Journal of Microwave Power and Electromagnetic Energy (JMPEE)

 

TITLE

Dielectric Properties of Grapes and Sugar Solutions at 2.45 GHz [PDF]

AUTHORS

T.N. Tulasidas, G.S.V. Raghaven, F. van de Voort and R. Girard

1995

30

2

117-123

 

YEAR

VOLUME

ISSUE

PAGES

 

Abstract

Dielectric properties of grapes at 2.45 GHz were measured at moisture contents varying from 80 to 15% (wet basis) at temperatures ranging from 25-80°C using the Open Ended Coaxial Transmission Line Technique. Both dielectric constant and loss factor decreased with decreasing moisture content. In low moisture samples these properties were found to be considerably influenced by higher temperatures.

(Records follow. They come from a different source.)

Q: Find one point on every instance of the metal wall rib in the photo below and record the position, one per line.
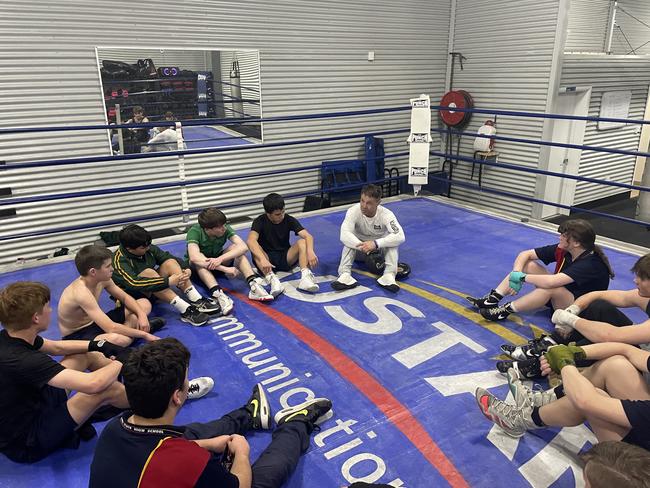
(587, 26)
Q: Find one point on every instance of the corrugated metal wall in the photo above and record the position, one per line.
(588, 24)
(313, 59)
(587, 29)
(632, 31)
(608, 73)
(510, 55)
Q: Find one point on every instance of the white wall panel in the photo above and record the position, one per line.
(587, 27)
(608, 73)
(510, 55)
(313, 59)
(632, 32)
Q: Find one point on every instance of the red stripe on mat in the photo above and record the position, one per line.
(395, 412)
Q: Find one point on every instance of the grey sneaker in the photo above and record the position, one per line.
(513, 420)
(258, 293)
(199, 387)
(313, 412)
(524, 395)
(277, 288)
(533, 349)
(258, 407)
(307, 282)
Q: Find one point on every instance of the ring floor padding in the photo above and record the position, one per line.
(218, 138)
(400, 368)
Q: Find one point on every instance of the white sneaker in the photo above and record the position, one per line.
(307, 282)
(225, 302)
(199, 387)
(344, 282)
(258, 293)
(277, 288)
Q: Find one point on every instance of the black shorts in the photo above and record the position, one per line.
(638, 438)
(91, 331)
(279, 260)
(51, 429)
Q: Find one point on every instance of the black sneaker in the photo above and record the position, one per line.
(258, 407)
(338, 286)
(495, 313)
(194, 317)
(533, 349)
(207, 305)
(486, 301)
(526, 369)
(155, 324)
(313, 412)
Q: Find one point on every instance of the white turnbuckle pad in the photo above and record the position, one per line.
(419, 141)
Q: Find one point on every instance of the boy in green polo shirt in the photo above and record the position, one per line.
(208, 251)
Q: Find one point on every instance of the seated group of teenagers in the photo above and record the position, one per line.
(47, 404)
(593, 346)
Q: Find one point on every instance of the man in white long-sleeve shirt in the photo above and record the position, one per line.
(369, 227)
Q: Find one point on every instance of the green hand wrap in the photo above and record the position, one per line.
(560, 356)
(516, 280)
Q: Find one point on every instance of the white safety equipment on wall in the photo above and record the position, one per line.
(419, 141)
(484, 144)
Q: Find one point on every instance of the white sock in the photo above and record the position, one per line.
(179, 304)
(192, 294)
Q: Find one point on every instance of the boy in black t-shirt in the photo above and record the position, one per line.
(622, 414)
(144, 448)
(271, 249)
(580, 267)
(36, 415)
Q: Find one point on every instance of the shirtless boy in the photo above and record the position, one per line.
(80, 316)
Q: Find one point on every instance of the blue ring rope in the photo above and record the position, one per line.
(544, 143)
(332, 115)
(227, 121)
(108, 223)
(158, 216)
(539, 200)
(537, 115)
(155, 186)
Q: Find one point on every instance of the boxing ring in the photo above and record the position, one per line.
(400, 369)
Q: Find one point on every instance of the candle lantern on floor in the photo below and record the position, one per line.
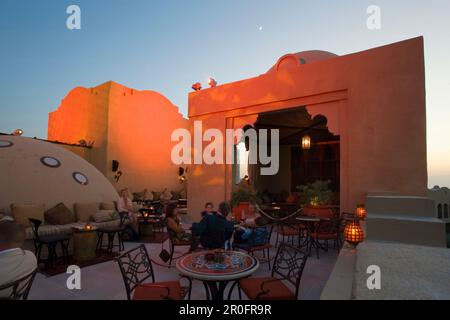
(353, 233)
(361, 212)
(306, 142)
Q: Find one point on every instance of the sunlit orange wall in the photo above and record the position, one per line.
(380, 98)
(130, 126)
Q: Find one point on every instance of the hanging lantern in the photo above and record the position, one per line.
(306, 142)
(353, 233)
(361, 212)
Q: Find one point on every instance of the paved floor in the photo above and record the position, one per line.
(104, 281)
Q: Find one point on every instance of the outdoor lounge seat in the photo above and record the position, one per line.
(19, 289)
(288, 232)
(111, 233)
(51, 242)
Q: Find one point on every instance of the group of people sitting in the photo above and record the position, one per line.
(216, 228)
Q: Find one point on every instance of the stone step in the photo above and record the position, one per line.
(406, 206)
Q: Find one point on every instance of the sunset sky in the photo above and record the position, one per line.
(166, 46)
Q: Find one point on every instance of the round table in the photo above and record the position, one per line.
(216, 275)
(84, 244)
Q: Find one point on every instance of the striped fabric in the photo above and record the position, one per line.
(52, 230)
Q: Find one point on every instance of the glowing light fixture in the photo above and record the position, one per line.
(197, 86)
(361, 212)
(353, 233)
(306, 142)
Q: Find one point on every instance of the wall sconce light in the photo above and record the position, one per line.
(182, 174)
(18, 132)
(212, 82)
(117, 176)
(306, 142)
(361, 212)
(353, 233)
(197, 86)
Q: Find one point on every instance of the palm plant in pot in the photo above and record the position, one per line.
(316, 199)
(243, 199)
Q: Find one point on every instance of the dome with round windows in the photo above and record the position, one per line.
(39, 172)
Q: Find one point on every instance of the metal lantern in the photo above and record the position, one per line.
(353, 233)
(361, 212)
(306, 142)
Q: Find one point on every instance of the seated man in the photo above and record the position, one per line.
(252, 232)
(208, 209)
(15, 263)
(214, 229)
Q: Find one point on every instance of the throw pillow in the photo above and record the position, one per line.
(22, 212)
(103, 215)
(59, 215)
(85, 211)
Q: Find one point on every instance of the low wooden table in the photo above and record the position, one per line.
(84, 244)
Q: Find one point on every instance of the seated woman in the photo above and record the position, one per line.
(125, 206)
(252, 232)
(214, 229)
(174, 226)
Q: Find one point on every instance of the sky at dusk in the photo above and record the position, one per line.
(166, 46)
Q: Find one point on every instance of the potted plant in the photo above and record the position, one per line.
(316, 198)
(243, 199)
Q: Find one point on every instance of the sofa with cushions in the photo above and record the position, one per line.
(60, 219)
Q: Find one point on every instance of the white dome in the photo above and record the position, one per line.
(39, 172)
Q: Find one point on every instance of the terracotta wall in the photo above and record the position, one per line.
(375, 98)
(139, 137)
(130, 126)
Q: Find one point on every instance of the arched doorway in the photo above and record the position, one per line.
(297, 165)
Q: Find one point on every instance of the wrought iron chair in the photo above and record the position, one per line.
(252, 246)
(111, 232)
(287, 231)
(288, 267)
(136, 267)
(20, 288)
(51, 242)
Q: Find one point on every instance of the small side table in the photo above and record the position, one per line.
(84, 244)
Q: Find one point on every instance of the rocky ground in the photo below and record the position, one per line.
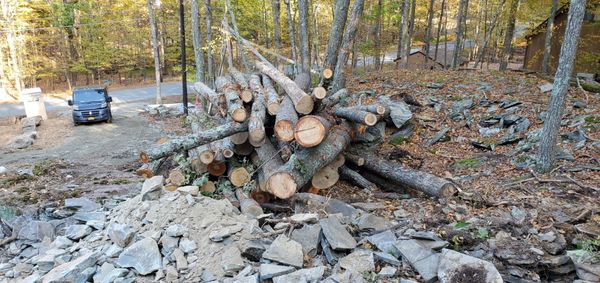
(478, 129)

Dielectric properties of sugar solutions of varying concentrations (20-250% by weight in water) were also determined at different temperatures, and these values were compared to those of grapes of corresponding moisture concentration. Predictive models of the dielectric properties as functions of moisture content and temperature were generated using response surface methodology. The results are useful in estimating the volumetric heating of grapes by microwave energy, and these methods can be extended to sugar-based foods in general.

 

Key Words: Dielectric constant. Grapes, Loss factor, Microwaves, Raisins, Sugar solutions.